Oh, by the way, that's a complete lie too.
For example, in threads here at JREF, I've shown that the Washington Post was also unreliable in many other instances.
For example, in
http://www.washingtonpost.com/wp-dyn/content/article/2010/03/20/AR2010032002556.html , the WP claimed the man who Congressman Cleaver said spit on him, in an incident that seized the nation's attention for several days, was taken into custody and that Capital Police had "to usher him [Cleaver] into the building out of concern for his safety." But that's a clear lie, because video from that day (
http://www.youtube.com/watch?v=OmP4Gb2pEsY ) clearly shows that didn't happen. The police officer standing right next to Cleaver when Cleaver exchanged words with the man doesn't appear at all fazed or concerned, and allows Cleaver to stand there confronting his alleged *attacker* for many seconds, then continue on his way at the same leisurely pace.

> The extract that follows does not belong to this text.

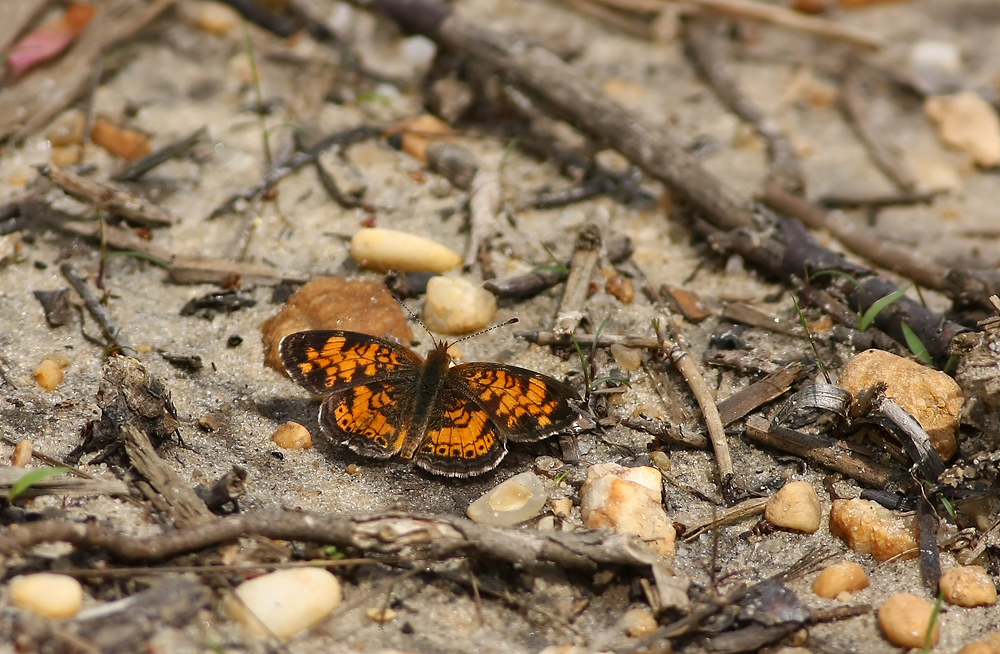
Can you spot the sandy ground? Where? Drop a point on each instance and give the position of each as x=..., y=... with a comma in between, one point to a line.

And then later in the video, it shows Cleaver return to the scene of the supposed *crime* with a policeman in tow, and the policeman doesn't take the man into custody even though the man is standing right in front of Cleaver and the policeman. WP's reporting of the story was seriously flawed. In fact, I'd call it dishonest because the WP never made any effort to correct the misimpression that it helped create.
Or just like in the case involving Ron Brown, Washington Post articles published on Vince Foster's death fail to mention critical information. And I've discussed the unreliability of those article at length in many threads at JREF. For example, here's a post,
http://www.internationalskeptics.com/forums/showpost.php?p=6408786&postcount=516 , from a thread on Vince Foster, where I note numerous examples of unreliability in a Washington Post article written in 1997 (
http://www.washingtonpost.com/wp-srv/politics/special/whitewater/stories/wwtr971011.htm ). The article never mentioned evidence that clearly shows Starr's oven mitt was a fabrication. It failed to mention that Starr's top investigator, Miquel Rodriguez, said Starr's investigation was a sham. It didn't present any of the evidence (and there's a lot) contradicting the official claim that Starr was clinically depressed. It simply accepted Dr Berman's statement that "to a 100 percent degree of medical certainty, the death of Vince Foster was a suicide" even though the doctor had demonstrably lied in the case.
The article even claimed Foster "wrote a note that he 'was not meant for the job or the spotlight of public life in Washington. Here ruining people is considered sport.'" This, the so-called "suicide note", was used by Fiske to suggest Foster was "clinically" depressed … a claim on which the entire government scenario was based. The WP was one of two papers that gave extensive coverage to this note *discovered* by Clinton Whitehouse lawyers and that claim. But when that note was judged by three noted handwriting experts (
http://www.independent.co.uk/news/world/foster-suicide-note-was-a-forgery-say-experts-1579504.html ), plus the police officer the government initially used to proclaim the note authentic (
http://www.aim.org/publications/aim_report/1995/08a.html ), to be a likely forgery, the WP simply ignored the story. Indeed, it continued to regurgitate the "official" line, and write about the Foster case as though the three handwriting experts and the government's own witness had never concluded that a primary piece of evidence in the case was an obvious fake. Just look at the dates on the above links for proof of that. How's that a Failure Of The Public Trust by the Washington Post? Hmmmmm?
And how about the important Knowlton addendum (
http://fbicover-up.com/starr/AddendumtoStarr.pdf ) to Starr's Foster report? The one that the three judge panel ordered Starr to attach to his report when he released it? The one that charges the FBI's and Starr's investigation with a coverup and provides evidence of said coverup? The Washington Post claimed to publish the COMPLETE Starr Report. But the Washington Post failed to publish the Knowlton addendum that three judges had ruled be attached to it. I don't know about you, but I call that a lie by omission, too.
So I think the Foster case is another good example where I did indeed address on this very forum the Washington Post's unreliability contrary to what you claim. You really haven't paid much attention to what I've posted here at JREF, have you Spindrift?